Almost every data structure in Python can be iterated over, and the ability to do this will allow us to repeat a block of code for each element of a collection. This ability to build code that works for a single element of a collection and easily repeat it is part of the essence of programming.

Using Logic#

It’s pretty typical that we might want to decide whether or not to run a block of code based on some logical condition.
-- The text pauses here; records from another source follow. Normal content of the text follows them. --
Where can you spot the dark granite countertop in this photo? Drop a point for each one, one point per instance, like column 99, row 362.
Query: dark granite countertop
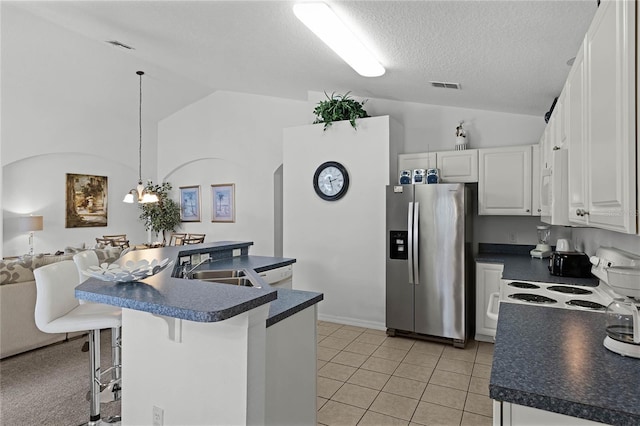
column 554, row 360
column 519, row 265
column 196, row 300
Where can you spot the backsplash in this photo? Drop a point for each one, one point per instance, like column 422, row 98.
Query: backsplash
column 589, row 239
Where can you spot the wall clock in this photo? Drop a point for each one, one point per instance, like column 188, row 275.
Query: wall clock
column 331, row 181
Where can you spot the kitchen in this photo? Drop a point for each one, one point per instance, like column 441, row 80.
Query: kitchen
column 491, row 129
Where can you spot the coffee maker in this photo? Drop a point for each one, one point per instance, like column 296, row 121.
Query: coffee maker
column 542, row 249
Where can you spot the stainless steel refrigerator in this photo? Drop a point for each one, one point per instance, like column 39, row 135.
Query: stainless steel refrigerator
column 428, row 250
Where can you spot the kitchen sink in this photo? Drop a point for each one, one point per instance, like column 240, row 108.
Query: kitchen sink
column 209, row 275
column 231, row 276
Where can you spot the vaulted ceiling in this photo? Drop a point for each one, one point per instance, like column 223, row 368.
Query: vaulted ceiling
column 508, row 56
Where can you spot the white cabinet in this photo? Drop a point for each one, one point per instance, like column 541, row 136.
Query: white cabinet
column 505, row 181
column 454, row 166
column 577, row 142
column 458, row 166
column 604, row 193
column 488, row 276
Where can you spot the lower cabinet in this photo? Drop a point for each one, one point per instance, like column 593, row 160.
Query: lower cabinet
column 508, row 414
column 488, row 276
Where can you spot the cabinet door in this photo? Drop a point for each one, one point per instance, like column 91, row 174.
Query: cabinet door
column 488, row 276
column 504, row 181
column 610, row 117
column 422, row 160
column 576, row 141
column 458, row 166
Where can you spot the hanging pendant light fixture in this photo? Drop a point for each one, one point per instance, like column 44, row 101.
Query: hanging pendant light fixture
column 142, row 195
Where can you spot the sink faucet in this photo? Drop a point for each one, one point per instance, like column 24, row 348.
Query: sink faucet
column 186, row 272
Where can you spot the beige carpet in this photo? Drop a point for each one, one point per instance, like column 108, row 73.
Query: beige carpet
column 49, row 385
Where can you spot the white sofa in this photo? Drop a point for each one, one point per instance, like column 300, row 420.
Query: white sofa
column 18, row 331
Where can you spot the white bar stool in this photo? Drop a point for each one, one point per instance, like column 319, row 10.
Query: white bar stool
column 58, row 311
The most basic conditional in Python is the if statement:

if len(mylist) > 2:
    print(mylist[2])
c
testvar = mytup

if isinstance(testvar, list):
    print("variable is a list")
elif isinstance(testvar, tuple):
    print("variable is a tuple")
else:
    print("variable is neither list nor tuple")
variable is a tuple

And we can combine conditions with logical operations:

vowels = 'aeiou'
sentence = 'it was the best of times, it was the worst of times'.split(' ')
print(sentence)

for word in sentence:
    firstletter = word[0]
    if firstletter in vowels or (len(word) > 4):
        print(word.upper())
['it', 'was', 'the', 'best', 'of', 'times,', 'it', 'was', 'the', 'worst', 'of', 'times']
IT
OF
TIMES,
IT
WORST
OF
TIMES

Exercise

Write a block of code that filters a dictionary to create a new one with a subset of keys. The new dictionary should contain only those entries from the old dictionary where the key is a string and starts with a vowel.